Posted by: Jeff Brokaw at May 11, 2004 5:47 PMM Bulger and Derek --
I agree that it would simplify the discussion if those you see as beneficiaries of this allegation being true -- the Bush Admin -- would make hay of it. First, if you all think this story is too facile, and don't like the authors, then read Steven Hayes work in the Weekly Standard which has traced Iraqi - Al Qaeda connections well beyond the famous meeting. He makes a compelling case for at the very least WHY ARE WE ALL CHATTERES NOT ASKING MORE QUESTIONS?
The reason the Adminstration has not jumped (yet) on many of these stories is because the opposition's standards of proof shift, and then the relevance of an issue is downgraded or elevated to suit the after-the fact position new facts put them in. It is now abundantly clear that there was sufficient Al Qaeda - Ansar Al Islam collaboration via Zarkawi in Northern Iraq; this collaboration continues today; and testimony from Jordan shows that. But by now the topic has moved.

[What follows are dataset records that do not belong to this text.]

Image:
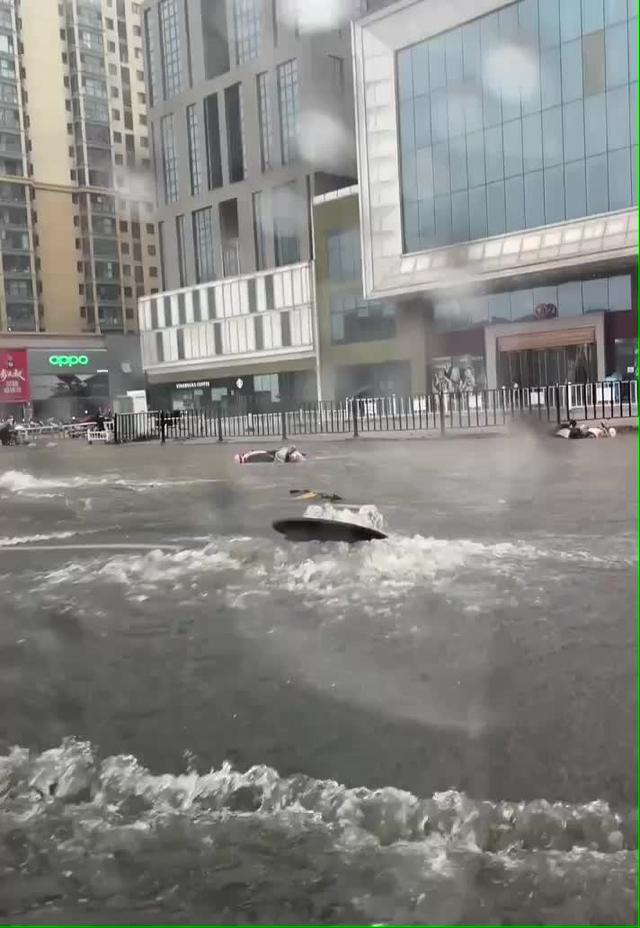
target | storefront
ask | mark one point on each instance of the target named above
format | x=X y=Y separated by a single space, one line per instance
x=68 y=383
x=15 y=388
x=65 y=377
x=236 y=395
x=572 y=332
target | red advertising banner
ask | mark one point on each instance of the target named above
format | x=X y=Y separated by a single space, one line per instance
x=14 y=376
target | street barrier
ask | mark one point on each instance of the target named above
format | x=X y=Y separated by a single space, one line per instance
x=431 y=412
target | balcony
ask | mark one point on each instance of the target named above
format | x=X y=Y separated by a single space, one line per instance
x=262 y=317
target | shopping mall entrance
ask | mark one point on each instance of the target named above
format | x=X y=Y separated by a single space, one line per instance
x=538 y=354
x=537 y=367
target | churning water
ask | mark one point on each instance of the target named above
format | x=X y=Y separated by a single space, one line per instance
x=219 y=726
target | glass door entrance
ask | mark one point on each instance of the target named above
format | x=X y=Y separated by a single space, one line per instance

WMD's are all the same. Programs are found; suspicions of flow to Syria; even Kerry said we will likely found them but "not when Bush said we would or in the numbers he said"...This is what you are suppose to argue against. (There appears to be only one thing you can do: wait and save it all for aone big onslaught, or assume the media will never let you win, and let them forget about it.)
Posted by: MG at May 11, 2004 6:13 PMScrew the so-called facts.
There are very solid reasons for continuing to believe that Saddam could not possibly have had any connection with Al Qaida or international terror.
Just as there are very solid reasons for continuing to believe that Sunnis and Shi'a could not possibly act in concert.
Or that cooperation ever occurred between secular Arab regimes and fundamentalist Islamicists.
Fantasies all, for Bush and his neo-con rogues.
(For should it turn out otherwise, certain articles of faith will unravel very quickly, and this must be avoided at all costs.)